London 2012 Olympics' leader to share people insight at new AM event for dealers
25 February 2016
Insights into how to manage, motivate and inspire more than 15,000 volunteers to deliver the very best customer service at the London 2012 Olympics is set to help dealers further develop their own ‘people’ strategies.
Keynote speaker Linda Moir (pictured), who was responsible for the Olympic 'gamesmakers', takes to the stage at AM's all-new Customer Service Summit.
In order to deliver an exemplary customer service, Moir, who shattered the myth that the British ‘don’t do service’ when she led the front-of-house event services team at the London Olympic and Paralympic Games, says a few simple cornerstones need to be in place.
These are, according to Moir, the way people who deliver the service on a daily basis are themselves treated, the support they receive from those who operate behind-the-scenes, understanding the full picture and consistency.
She said: "How employees are managed by senior members of the organisation is crucial because their treatment will be reflected in the way customers themselves are treated.
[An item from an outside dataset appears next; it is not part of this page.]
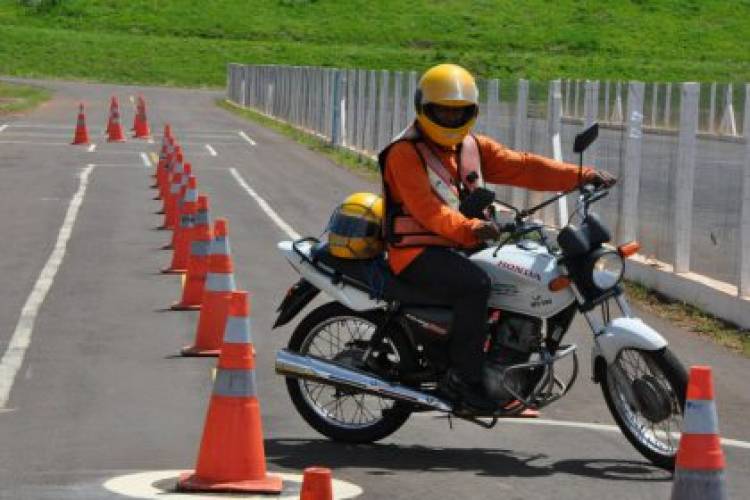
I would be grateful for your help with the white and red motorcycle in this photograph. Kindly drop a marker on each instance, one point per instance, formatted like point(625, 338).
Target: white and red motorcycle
point(357, 367)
If the style of management is autocratic, for example, it is unlikely that staff will be empowered to carry out whatever is required to deliver a good customer experience.
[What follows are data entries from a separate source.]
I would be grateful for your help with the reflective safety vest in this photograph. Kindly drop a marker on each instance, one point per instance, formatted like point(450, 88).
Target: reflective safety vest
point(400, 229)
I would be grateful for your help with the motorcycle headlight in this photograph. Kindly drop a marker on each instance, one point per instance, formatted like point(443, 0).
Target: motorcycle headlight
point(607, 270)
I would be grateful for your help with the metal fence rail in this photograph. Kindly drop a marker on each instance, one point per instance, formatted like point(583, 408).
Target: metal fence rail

"Back-of-house is just as important as front-of-house; if something in the process has not been put in place or undertaken properly, the customer facing staff are unable to deliver the service to the highest standards because someone else hasn't done their job properly.
"An organisation also needs to have a holistic view and look at the brand from a customer's perspective even if that is across multiple sites. The trick is to deliver a brand experience that's low in cost but high in value. At both Virgin Atlantic and the Olympics, we emphasised people's behaviour, after all, it costs nothing to smile. But you have to be careful your behaviour does not come across as gimmicky.
"A company's customer service is only as good as its weakest link.
"If an employee fails to treat a customer properly, that person's perception of the brand will be poor which makes consistency a key component.
"Achieving consistency over time and across several sites without being robotic is a difficult balance to strike but makes all the difference.
"You need tight guidelines and processes, but the flexibility to be able to assess a situation and allow employees to make their own judgment on how to handle different circumstances."
Moir, whose previous role was director of in-flight for Virgin Atlantic for five years, will also moderate the conference when it takes place at Whittlebury Hall, near Silverstone on Thursday, April 14.
The Customer Service Summit brings the best the sector has to offer as well as drawing on expertise from outside the industry.